Var mıyız, burada mıyız? Peki, neredeyiz?

Bu sabah çoğumuzun instagram hesabına ve WhatsApp mesajlarına her Pazar olduğu gibi fotoğrafçı ve podcast yayıncısı Ahmet Sel’in son podcast yayın kaydının haberiyle linki düştü: “Gültekin Çizgen ‘in Fotoğraf Dünyası” başlıklı bu podcast haberini görünce elimde olmadan Gültekin Çizgen ’in 2014’de İFSAK dergisinin 152.sayısında yazmış olduğu, “kadının fotoğraf estetiğine neler getirdiği” daha doğrusu aslında “pek de bir şey getirmediği”ni sorularla ve örneklerle açıkladığı “Sanat ve Kadınlara Dair” yazısını hatırladım. GÇ bu yazısında “mimarlıktan edebiyata, müzikten resme kadar sanatımızın diğer alanlarında olduğu gibi daha zengin sayıda boy gösteren kadınlarımız fotoğraf alanında çok cılız” tespitinde bulunuyor ve bu tespitini çok zengin ve derin sorularla taçlandırıyordu.
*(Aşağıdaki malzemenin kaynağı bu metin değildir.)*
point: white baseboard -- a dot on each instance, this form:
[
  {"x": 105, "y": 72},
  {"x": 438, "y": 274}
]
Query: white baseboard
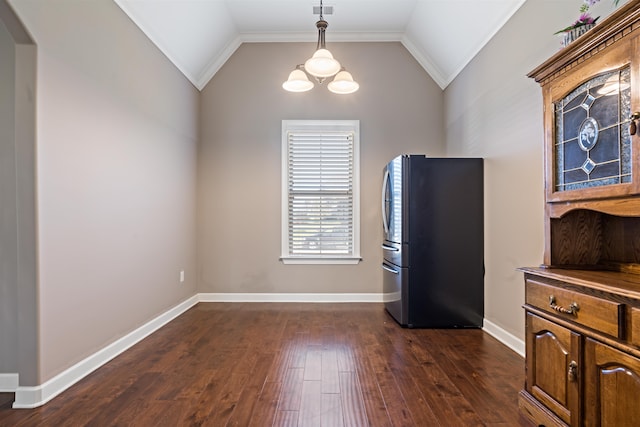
[
  {"x": 8, "y": 383},
  {"x": 31, "y": 397},
  {"x": 506, "y": 338},
  {"x": 291, "y": 297}
]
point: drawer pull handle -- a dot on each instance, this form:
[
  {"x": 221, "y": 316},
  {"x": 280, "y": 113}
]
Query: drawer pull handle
[
  {"x": 573, "y": 307},
  {"x": 573, "y": 371}
]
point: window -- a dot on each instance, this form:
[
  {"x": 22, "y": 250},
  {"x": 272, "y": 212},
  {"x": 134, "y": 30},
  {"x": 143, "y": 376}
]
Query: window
[{"x": 320, "y": 191}]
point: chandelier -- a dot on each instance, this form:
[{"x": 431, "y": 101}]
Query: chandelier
[{"x": 321, "y": 65}]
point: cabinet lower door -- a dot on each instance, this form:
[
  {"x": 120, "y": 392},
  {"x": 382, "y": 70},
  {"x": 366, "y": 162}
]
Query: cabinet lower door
[
  {"x": 612, "y": 387},
  {"x": 553, "y": 367}
]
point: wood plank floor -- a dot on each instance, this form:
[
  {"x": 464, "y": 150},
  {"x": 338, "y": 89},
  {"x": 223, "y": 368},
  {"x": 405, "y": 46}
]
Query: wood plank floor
[{"x": 287, "y": 364}]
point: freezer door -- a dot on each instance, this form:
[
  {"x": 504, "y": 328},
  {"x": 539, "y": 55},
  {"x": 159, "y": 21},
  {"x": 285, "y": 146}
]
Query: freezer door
[{"x": 395, "y": 292}]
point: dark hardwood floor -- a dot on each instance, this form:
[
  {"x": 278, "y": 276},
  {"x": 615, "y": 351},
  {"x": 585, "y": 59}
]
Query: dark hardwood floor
[{"x": 287, "y": 364}]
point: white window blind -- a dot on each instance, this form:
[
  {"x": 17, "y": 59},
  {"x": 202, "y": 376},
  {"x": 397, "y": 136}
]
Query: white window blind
[{"x": 321, "y": 194}]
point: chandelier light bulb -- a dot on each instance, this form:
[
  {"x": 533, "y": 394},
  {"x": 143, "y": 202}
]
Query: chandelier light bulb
[
  {"x": 343, "y": 83},
  {"x": 322, "y": 64},
  {"x": 297, "y": 82}
]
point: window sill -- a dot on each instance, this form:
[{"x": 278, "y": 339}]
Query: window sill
[{"x": 320, "y": 260}]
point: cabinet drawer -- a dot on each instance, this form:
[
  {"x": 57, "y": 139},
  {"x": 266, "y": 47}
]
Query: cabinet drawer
[
  {"x": 635, "y": 326},
  {"x": 594, "y": 312}
]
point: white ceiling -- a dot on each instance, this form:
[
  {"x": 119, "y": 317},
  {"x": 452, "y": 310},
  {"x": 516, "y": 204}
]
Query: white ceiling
[{"x": 198, "y": 36}]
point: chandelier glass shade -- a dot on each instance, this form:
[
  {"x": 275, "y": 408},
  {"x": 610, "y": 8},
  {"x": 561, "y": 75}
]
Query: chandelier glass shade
[{"x": 321, "y": 65}]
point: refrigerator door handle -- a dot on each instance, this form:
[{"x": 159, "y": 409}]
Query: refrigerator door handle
[
  {"x": 389, "y": 268},
  {"x": 384, "y": 210}
]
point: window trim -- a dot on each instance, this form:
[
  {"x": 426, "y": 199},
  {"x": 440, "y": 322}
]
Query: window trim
[{"x": 320, "y": 126}]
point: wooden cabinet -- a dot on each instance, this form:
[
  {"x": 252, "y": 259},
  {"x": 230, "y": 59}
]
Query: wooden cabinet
[
  {"x": 582, "y": 306},
  {"x": 582, "y": 360},
  {"x": 553, "y": 354},
  {"x": 612, "y": 386}
]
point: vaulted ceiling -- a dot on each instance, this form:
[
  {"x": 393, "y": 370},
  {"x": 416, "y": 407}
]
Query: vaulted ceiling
[{"x": 198, "y": 36}]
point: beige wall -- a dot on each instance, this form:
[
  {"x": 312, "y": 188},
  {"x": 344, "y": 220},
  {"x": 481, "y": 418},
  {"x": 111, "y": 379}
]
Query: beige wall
[
  {"x": 8, "y": 219},
  {"x": 18, "y": 269},
  {"x": 400, "y": 111},
  {"x": 116, "y": 164},
  {"x": 494, "y": 111}
]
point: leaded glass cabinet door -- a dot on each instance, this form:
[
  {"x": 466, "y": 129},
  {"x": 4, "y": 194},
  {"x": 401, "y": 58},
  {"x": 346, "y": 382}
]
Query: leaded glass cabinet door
[{"x": 592, "y": 150}]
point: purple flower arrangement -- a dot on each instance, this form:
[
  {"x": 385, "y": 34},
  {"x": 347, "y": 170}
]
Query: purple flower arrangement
[{"x": 585, "y": 17}]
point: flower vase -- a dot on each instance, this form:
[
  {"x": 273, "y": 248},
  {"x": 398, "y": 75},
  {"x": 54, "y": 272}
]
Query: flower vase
[{"x": 574, "y": 33}]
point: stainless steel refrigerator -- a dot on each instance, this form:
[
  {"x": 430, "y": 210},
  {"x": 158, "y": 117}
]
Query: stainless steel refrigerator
[{"x": 433, "y": 245}]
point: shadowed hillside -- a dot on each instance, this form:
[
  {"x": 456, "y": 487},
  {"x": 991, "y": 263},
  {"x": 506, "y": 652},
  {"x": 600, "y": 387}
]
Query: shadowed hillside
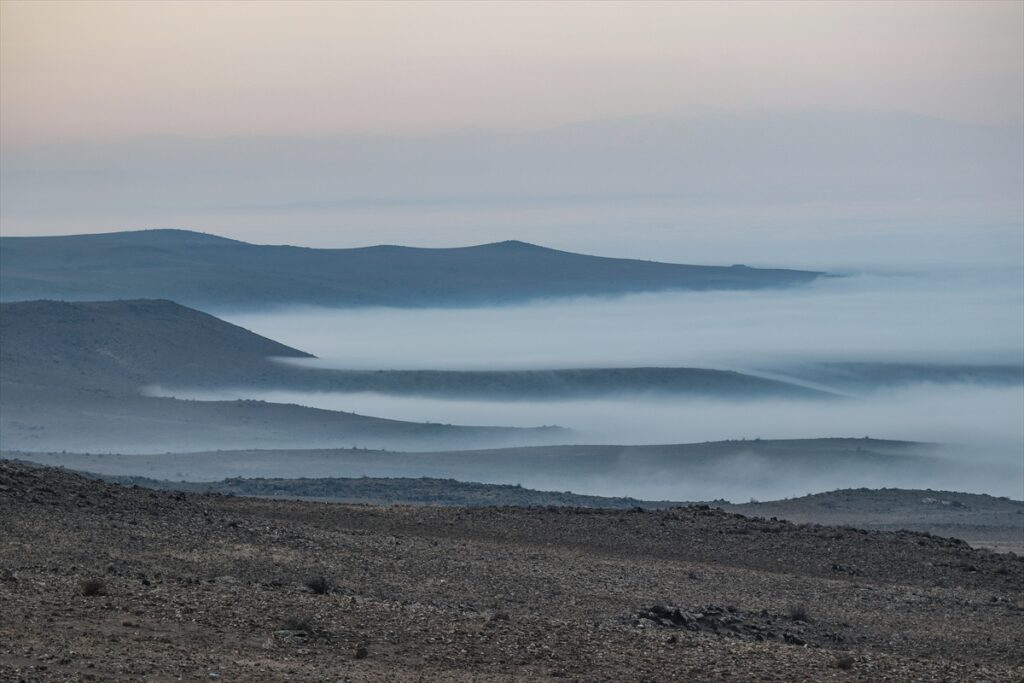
[
  {"x": 208, "y": 271},
  {"x": 71, "y": 377}
]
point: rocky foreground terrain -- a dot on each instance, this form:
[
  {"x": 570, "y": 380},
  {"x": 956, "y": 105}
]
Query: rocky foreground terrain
[{"x": 100, "y": 582}]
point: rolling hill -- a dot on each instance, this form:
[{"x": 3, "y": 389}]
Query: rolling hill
[
  {"x": 72, "y": 374},
  {"x": 217, "y": 273}
]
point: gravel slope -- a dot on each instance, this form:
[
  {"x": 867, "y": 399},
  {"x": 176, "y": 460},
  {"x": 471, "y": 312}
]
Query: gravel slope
[{"x": 213, "y": 588}]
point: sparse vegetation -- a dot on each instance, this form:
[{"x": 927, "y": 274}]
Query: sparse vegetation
[
  {"x": 298, "y": 623},
  {"x": 845, "y": 663},
  {"x": 318, "y": 585},
  {"x": 798, "y": 612}
]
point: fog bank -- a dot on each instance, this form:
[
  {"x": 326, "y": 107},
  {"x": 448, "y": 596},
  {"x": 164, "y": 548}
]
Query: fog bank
[{"x": 950, "y": 316}]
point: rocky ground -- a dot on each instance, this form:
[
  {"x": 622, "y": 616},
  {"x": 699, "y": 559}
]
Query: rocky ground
[{"x": 99, "y": 582}]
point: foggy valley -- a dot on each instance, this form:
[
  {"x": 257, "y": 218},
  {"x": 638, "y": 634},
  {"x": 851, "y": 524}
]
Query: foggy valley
[{"x": 492, "y": 342}]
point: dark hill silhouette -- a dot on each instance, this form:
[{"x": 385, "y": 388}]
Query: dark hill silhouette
[
  {"x": 129, "y": 345},
  {"x": 209, "y": 271},
  {"x": 71, "y": 376}
]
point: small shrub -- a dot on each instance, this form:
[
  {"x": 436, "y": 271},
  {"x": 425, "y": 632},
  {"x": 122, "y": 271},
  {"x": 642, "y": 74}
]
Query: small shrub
[
  {"x": 298, "y": 623},
  {"x": 318, "y": 585},
  {"x": 799, "y": 612}
]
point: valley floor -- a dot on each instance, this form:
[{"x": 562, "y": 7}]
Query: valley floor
[{"x": 210, "y": 587}]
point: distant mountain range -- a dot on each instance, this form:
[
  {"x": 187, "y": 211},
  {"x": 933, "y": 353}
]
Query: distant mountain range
[
  {"x": 71, "y": 378},
  {"x": 216, "y": 273}
]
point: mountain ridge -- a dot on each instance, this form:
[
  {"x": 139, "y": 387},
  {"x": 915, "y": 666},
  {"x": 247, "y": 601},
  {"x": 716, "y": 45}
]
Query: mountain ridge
[{"x": 217, "y": 273}]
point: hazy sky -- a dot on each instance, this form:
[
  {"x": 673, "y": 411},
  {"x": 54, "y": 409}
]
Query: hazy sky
[
  {"x": 782, "y": 133},
  {"x": 100, "y": 71}
]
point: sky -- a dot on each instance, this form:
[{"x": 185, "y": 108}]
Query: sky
[
  {"x": 100, "y": 71},
  {"x": 121, "y": 116}
]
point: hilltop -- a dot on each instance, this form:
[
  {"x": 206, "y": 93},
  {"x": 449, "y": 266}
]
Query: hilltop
[
  {"x": 72, "y": 376},
  {"x": 213, "y": 272}
]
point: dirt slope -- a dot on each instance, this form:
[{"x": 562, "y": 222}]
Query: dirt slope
[{"x": 214, "y": 588}]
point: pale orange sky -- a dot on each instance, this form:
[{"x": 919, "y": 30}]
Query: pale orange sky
[{"x": 102, "y": 71}]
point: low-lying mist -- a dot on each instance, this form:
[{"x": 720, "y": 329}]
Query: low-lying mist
[
  {"x": 952, "y": 317},
  {"x": 980, "y": 426}
]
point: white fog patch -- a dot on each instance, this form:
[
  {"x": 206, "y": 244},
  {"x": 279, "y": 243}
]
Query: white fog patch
[
  {"x": 952, "y": 316},
  {"x": 984, "y": 418}
]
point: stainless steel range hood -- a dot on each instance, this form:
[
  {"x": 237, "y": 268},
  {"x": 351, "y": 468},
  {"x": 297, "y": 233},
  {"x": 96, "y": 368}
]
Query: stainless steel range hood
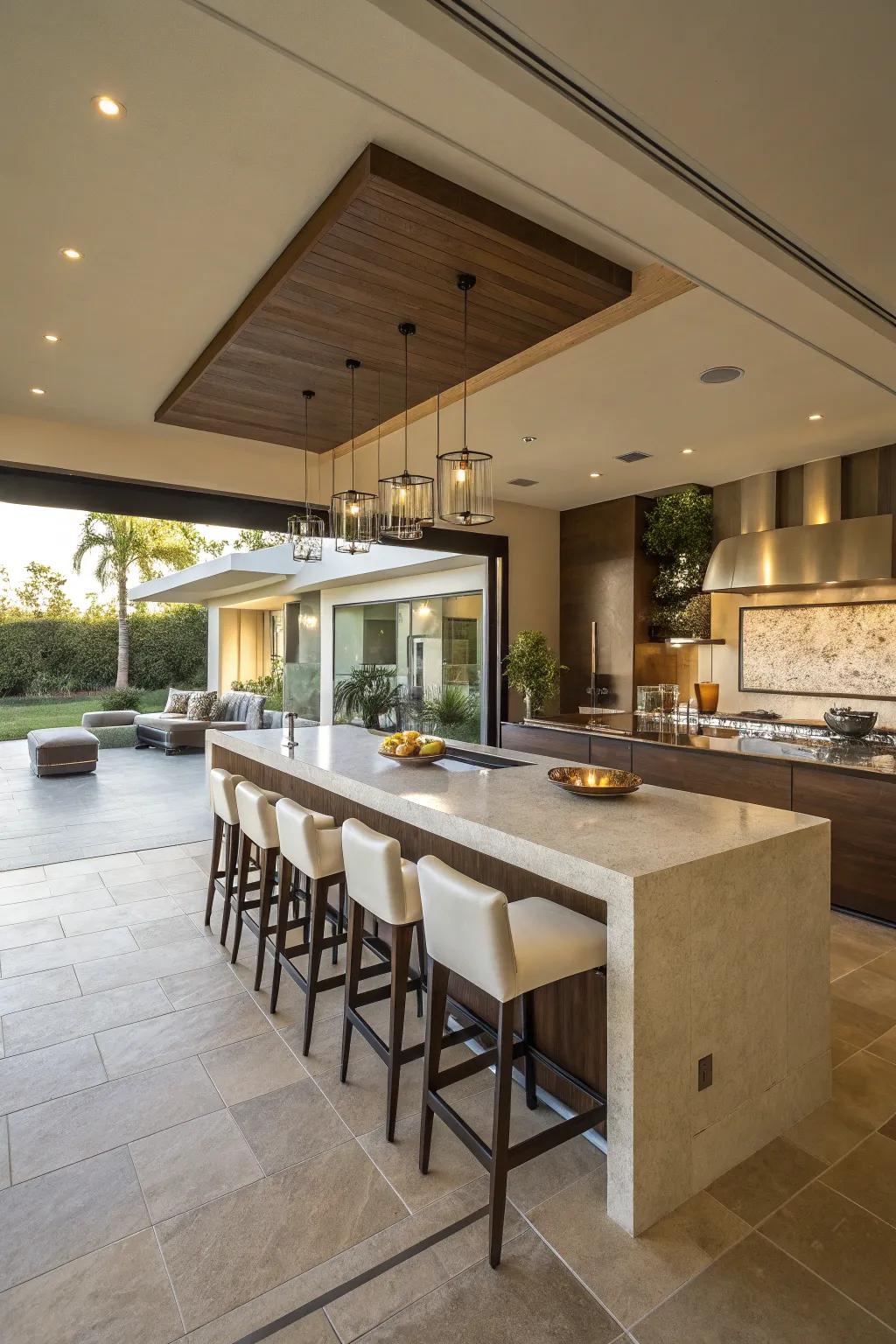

Konumuz asla bu değil ama yazının sonunda göreceğiniz gibi genel algı ve temsil belki de hâlâ ve sadece tam da bu noktada, kim bilir!

Geçtiğimiz Salı (20.04) BÜFOK bünyesinde fotoğrafta cinsiyet teması üzerinden gerçekleştirdiğim “Bir(çok) Meselemiz Var” başlıklı konuşmamda da belirttiğim gibi, Ahmet Sel’in hazırlayıp yönettiği ve 18 Ekim 2020’de başlayan “fotoğraf konuşmaları” dizisinin [http://xn--fotografkonusmalar-v0c.com/] ve bugün 33.sü yayınlanan episode ile bu serinin/yayınların Türkiye fotoğrafı için sözlü (tarihsel-güncel) bir bellek olduğunu söyleyebiliriz.

33.yayının/kaydın ardından sözlü değil ama yazılı olarak sosyal medya üzerinden bu tarihe bir kadın fotoğrafçı olarak ben de bir not düşmek istiyorum.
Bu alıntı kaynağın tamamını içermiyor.